Due to the biomechanical and neural complexity of hand and finger movements, robot-assisted rehabilitation of hand and finger function became a focus only recently. Most rehabilitation robots for hand function have been based on end-effector designs, used either independently or in combination with grounded exoskeletons or end-effector type arm devices (Fig.
2). Several groups have also made attempts to develop exoskeleton systems for the hand, some of which assist independent finger motion, generally resulting in highly complex devices that underwent none to little clinical evaluation. A review [
19] found that only 25% of 30 hand rehabilitation robots had been clinically tested, and many devices had been considered too complex for clinical use. However, such complexity might not be necessary when the focus is directed to the basic function of opening and closing the hand [
95]. This might be sufficient given the limited potential for the recovery of finger function following CNS damage, while remaining highly relevant for ADL. Finally, hand opening/closing can also be supported through wearable assistive technology, such as soft robotic gloves [
96,
97], which could be worn during the performance of ADL.

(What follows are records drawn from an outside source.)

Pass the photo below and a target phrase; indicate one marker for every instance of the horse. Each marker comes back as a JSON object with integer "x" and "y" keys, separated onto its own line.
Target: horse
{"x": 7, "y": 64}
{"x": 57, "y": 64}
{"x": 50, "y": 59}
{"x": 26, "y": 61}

Interaction with the environment occurs mainly through the hands and generates somatosensory feedback. However, somatosensory function is often impaired after CNS damage. Therefore, neurorehabilitation devices for the upper extremity should train hand and, as far as possible, finger function, providing both visual and haptic feedback [
53]. Training should include tasks which are functionally relevant for ADL, such as grasping and releasing objects with rendered virtual dynamics to also train somatosensory function and sensorimotor integration [
98]. Finally, most upper limb training devices are embedded in computer games to reflect the cognitive nature of these tasks and motivate patients. In a meta-analysis, the application of virtual reality (VR) games was found to be potentially useful for the improvement of arm function after stroke [
34].
In conclusion, a good, mainly spontaneous, recovery of upper limb function after a stroke can be expected when the integrity of the CST is preserved. There is some evidence that higher dose of practice leads to improved function, especially early after stroke. Nevertheless, in cases with damaged CST the recovery is limited and neither depends on the approach nor on the dose of training. Unimanual robot-assisted therapy approaches should be complemented by bimanual (cooperative) approaches. These should also incorporate the training of basic hand function and interaction with virtual object dynamics that generate somatosensory feedback. In the future, it will be possible to at least partially compensate for remaining deficits with wearable assistive robotics.